Torsos male and female took up the most space, a slit up the middle indicating they had been gutted. There were limbs as well, all the nails pulled out, oils and fats bubbling at the pinkish edge of their beds. The hands were reaching, pounding, thrashing. The red fingers couldn’t quite make it through, couldn’t carve up the feast. They wailed at him to open it, to let them out, to do it or else join them.
They were banging on it now, and Wilmot could no longer bear the overwhelming stimulus. He collapsed, hands trying to cover his eyes, pinch his nose shut, and seal his ears all at the same time. He whimpered at the crackle-speech, begged it to go away and leave him in peace.
“Mr. Barclay! I’ll leave if you want me to!” His head shot up. The sounds were gone, along with everything else that accompanied them. The salamander was dark, nothing but shadow within, and there wasn’t even a bone anywhere on it. The only sign of life nearby was Michifude, who stood at the same corner he had rounded moments ago.
She was holding more towels, all freshly steaming again. Their conversation had lasted so long that they lost their potency, so she must have gone back for more and was now attempting to return to her room as well. She asked if he was alright.
“Miss… I’m… I don’t know!” Wilmot stood as his head cleared; he wiped sweat away with his hand. This made him realize he had dropped the towels she had so graciously given him upon entering the arena. They sat twisted, and clearly-stepped on, at the foot of the salamander near her. “I’m sorry. I… I saw something. There were fires in there, and hideous hands with claws. There were carved bodies! Human bodies! Sitting right there, cooking. I could smell them… and hear them!”
She stared wide-eyed, eventually setting her towels on the floor and approaching the iron instrument of torture. Leaning, she scoured every shadow in search of something, but she came back with a shake of her head.

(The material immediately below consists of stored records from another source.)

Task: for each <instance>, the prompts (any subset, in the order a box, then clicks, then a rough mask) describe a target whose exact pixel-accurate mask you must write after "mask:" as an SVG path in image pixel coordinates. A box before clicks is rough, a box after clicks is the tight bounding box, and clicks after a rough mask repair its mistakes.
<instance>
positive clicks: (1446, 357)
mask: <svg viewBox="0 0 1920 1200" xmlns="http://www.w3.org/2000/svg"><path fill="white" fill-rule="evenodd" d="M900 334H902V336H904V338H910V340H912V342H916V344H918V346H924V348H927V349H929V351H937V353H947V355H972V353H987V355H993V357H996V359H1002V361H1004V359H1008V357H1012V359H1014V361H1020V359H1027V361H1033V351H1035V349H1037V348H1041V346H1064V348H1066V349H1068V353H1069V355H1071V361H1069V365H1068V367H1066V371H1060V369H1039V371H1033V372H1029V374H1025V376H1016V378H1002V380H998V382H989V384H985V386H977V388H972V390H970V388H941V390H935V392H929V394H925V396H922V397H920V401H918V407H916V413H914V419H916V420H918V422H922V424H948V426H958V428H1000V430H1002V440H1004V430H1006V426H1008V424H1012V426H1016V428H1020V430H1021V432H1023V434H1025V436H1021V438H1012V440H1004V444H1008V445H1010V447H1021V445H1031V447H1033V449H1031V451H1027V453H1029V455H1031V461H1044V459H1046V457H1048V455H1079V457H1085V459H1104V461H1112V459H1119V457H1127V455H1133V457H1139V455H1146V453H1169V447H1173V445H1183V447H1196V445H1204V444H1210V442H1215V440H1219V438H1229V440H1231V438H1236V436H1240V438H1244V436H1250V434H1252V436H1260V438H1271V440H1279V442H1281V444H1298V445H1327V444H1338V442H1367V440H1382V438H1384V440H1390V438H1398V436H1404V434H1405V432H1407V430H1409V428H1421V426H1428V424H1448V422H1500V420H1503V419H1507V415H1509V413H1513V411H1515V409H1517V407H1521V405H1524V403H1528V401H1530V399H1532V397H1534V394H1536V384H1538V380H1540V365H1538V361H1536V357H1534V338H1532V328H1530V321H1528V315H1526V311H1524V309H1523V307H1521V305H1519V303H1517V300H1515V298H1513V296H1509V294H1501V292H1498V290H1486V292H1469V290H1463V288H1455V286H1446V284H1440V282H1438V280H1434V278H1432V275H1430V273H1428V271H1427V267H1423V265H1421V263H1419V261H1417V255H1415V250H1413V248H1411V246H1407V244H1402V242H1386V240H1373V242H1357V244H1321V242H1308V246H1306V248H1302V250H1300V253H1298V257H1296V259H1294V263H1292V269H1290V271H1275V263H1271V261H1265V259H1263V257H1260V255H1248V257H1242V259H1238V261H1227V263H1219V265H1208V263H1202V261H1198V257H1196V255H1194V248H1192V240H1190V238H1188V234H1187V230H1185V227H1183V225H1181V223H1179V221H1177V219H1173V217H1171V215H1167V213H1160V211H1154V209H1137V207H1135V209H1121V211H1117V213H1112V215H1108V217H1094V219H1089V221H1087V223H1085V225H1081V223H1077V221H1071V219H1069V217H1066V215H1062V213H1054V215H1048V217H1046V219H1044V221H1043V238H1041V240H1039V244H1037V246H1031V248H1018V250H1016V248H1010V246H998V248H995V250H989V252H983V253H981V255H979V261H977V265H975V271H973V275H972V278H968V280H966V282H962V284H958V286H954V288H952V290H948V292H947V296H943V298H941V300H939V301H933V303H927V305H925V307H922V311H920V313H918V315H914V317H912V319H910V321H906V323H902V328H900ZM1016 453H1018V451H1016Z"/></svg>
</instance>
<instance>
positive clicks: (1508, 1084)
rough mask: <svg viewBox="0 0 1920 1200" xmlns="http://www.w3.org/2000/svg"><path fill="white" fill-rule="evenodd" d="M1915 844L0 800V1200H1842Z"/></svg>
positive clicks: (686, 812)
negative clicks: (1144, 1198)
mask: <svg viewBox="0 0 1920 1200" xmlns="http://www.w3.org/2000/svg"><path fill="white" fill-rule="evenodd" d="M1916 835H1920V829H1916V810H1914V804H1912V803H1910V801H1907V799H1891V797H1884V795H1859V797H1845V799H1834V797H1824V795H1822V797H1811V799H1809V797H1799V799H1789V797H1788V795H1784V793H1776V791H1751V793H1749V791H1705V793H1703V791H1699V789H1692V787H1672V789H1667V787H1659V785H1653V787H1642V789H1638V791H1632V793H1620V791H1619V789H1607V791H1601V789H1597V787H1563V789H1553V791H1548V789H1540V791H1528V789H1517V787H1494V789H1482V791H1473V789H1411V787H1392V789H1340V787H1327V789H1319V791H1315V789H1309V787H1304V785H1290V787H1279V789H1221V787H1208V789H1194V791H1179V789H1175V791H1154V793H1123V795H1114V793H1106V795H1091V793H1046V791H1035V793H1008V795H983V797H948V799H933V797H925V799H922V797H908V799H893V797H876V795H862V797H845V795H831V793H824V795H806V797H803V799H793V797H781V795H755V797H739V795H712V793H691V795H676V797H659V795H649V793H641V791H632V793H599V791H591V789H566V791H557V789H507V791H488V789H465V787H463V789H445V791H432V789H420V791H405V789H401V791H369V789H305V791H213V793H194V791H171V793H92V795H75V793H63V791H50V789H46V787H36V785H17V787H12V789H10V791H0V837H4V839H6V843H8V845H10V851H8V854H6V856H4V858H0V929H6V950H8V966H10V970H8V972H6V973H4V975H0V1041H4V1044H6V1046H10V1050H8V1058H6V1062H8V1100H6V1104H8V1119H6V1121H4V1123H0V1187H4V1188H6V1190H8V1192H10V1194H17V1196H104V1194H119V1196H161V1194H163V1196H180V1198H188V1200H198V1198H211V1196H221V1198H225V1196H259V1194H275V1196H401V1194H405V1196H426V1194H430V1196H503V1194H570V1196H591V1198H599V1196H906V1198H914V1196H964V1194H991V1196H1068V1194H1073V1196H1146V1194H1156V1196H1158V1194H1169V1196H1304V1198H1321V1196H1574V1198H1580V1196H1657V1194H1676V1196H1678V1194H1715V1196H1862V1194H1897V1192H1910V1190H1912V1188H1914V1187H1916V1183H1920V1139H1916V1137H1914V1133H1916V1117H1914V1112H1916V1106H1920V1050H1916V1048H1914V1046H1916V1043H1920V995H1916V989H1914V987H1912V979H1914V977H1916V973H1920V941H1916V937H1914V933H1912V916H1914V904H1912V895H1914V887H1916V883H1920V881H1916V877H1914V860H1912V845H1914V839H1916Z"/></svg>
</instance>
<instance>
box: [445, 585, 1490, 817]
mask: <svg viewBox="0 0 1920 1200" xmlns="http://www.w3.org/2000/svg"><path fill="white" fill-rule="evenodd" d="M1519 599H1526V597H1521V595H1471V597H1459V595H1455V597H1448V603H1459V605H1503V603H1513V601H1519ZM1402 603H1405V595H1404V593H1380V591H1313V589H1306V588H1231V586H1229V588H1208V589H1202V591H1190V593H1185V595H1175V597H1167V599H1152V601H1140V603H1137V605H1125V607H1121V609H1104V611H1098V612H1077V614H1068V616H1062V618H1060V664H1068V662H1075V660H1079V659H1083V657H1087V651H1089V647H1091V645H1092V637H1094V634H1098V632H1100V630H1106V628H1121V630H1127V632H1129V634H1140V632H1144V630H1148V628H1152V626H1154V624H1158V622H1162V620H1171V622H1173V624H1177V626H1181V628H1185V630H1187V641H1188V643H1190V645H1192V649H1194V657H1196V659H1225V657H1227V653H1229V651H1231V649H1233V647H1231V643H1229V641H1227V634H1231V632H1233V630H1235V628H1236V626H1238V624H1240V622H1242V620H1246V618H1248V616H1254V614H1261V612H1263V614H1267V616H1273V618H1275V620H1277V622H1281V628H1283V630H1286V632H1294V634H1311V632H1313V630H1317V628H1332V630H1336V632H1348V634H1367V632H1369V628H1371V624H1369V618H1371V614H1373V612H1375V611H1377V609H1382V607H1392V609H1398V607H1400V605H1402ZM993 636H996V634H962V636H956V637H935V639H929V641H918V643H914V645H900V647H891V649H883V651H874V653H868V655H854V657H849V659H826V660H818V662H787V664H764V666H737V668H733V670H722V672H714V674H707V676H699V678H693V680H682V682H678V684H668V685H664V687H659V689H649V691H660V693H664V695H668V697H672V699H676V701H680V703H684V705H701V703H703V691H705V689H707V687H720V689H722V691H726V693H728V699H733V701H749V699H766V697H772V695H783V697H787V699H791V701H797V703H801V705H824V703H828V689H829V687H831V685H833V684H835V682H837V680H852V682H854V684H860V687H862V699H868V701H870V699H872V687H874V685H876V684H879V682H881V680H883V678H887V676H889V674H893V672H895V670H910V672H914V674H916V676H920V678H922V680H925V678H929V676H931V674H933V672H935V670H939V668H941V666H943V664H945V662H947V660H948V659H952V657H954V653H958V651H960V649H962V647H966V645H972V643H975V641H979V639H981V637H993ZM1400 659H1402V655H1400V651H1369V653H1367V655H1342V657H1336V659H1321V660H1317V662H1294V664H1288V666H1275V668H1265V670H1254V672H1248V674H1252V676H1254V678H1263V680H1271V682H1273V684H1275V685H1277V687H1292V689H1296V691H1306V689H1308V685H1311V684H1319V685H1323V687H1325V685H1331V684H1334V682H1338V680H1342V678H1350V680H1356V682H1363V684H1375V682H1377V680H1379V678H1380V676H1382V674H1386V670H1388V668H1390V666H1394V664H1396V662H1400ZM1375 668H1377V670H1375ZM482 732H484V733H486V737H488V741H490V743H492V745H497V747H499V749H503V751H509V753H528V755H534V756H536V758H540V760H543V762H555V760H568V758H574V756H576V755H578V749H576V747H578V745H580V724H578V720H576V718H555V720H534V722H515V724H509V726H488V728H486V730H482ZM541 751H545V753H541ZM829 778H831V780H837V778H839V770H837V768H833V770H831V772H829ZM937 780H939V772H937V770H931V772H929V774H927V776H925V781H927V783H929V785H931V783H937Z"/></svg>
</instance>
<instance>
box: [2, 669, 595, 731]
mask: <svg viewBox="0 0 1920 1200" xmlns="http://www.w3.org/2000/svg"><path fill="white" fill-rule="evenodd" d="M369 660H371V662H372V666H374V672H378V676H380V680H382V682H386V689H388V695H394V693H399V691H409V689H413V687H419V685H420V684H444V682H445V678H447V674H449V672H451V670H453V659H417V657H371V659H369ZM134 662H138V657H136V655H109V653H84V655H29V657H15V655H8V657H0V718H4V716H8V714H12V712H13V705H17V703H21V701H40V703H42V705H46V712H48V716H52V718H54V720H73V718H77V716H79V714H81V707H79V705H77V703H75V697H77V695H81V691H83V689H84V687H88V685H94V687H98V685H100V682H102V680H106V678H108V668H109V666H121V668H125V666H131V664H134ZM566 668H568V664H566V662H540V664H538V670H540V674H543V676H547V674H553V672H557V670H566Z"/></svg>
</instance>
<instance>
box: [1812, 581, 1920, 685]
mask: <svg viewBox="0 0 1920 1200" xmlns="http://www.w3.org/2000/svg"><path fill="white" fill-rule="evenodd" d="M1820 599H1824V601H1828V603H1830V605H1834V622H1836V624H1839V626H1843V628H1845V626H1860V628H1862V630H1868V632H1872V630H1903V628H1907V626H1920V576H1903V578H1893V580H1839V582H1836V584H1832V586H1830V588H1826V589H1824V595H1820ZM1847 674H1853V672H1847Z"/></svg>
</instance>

Her hands were resting on it, so it wasn’t even warm.
“It… It must have been a hallucination,” Wilmot said, unable to accept his own sentiment. “Could be an adverse reaction to these translation berries.”
“No,” she said, certain. “They don’t cause hallucination, and if they did it would only be auditory.”
“It was no dream!” Wilmot insisted, but he didn’t have the energy to argue further. His feet ached, and they were shouted down by everything else that suddenly ached more. Michifude looked at the crumpled towels he had abandoned, and then back to him.
“I believe you,” was all she said, and he believed her in turn. Without another word she picked up her towels, held them awkwardly in one arm, and grabbed his bicep with the other. She escorted the weary man to his room, helped him into bed. Then she wrapped him in the steaming towels. Their suffocating warmth destroyed his ability to remain conscious; the last thing he saw was her leaving. Her small feet had lost their happy bounce. His last coherent thought was that he had damaged her chances for the banquet. Without that pep she might not have everything she needed to elevate her dish, and all because he had some snap horror of the one food that was truly and rightly forbidden.
As he plunged into sleep an irrational fear gripped him: that his lost appetite may never return. It had bolted into the forest like terrified venison.